At seven in the morning on Christmas Eve, Ernst (now a trainer with an insurance company) and I meet at the Naschmarkt, Vienna's oldest open-air market, to get fish for tonight. (The Franzes, like most Austrians, observe the Catholic tradition of eschewing meat on Christmas Eve.) Ernst buys two glistening wels (a kind of catfish) as well as silvery hecht (pike), and we head out.
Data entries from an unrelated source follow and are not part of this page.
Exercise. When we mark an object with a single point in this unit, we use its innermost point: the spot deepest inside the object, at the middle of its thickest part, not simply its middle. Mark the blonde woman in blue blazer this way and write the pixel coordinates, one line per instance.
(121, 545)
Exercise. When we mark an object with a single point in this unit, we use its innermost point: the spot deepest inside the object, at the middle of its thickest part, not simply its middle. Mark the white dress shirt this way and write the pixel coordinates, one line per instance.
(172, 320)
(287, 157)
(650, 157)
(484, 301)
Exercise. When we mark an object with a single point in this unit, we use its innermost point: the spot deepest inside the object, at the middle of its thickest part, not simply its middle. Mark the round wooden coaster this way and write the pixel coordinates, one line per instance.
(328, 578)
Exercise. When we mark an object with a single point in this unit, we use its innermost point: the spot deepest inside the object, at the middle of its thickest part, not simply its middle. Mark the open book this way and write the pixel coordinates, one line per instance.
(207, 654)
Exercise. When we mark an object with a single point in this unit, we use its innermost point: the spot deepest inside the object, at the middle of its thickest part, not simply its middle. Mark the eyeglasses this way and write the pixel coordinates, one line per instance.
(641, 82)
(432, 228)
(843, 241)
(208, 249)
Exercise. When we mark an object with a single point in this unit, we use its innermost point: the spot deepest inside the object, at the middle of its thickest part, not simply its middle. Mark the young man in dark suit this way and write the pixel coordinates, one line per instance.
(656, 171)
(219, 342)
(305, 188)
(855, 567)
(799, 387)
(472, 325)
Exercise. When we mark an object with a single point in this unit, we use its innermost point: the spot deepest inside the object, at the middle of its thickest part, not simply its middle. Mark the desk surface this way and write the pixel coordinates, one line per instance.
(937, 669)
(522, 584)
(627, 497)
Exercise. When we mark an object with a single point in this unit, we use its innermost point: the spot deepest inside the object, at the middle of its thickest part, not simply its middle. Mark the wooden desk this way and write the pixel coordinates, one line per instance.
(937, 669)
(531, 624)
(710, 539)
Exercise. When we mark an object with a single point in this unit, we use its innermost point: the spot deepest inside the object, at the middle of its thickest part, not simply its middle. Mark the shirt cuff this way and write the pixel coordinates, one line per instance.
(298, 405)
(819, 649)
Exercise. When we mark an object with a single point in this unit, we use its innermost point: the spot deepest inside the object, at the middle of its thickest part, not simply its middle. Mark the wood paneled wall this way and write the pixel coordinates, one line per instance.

At the Franzes' second-floor flat in a tidy, commercial neighborhood, a rosy-cheeked Branka greets me with an exuberant hug. She peers over my shoulder, looking for Neil. "Couldn't get him out of bed," I say with a shrug and follow her into their kitchen. It all looks so familiar: the warm, wood-paneled cabinets, the little wood-burning stove, the cozy U-shaped kitchen table. I remember sitting at that table, anxious because I couldn't understand half of what was being said and wanting desperately to be understood myself. My language ability hasn't improved much, but in ten years I've realized that the feeling can come through even if the grammar is all wrong.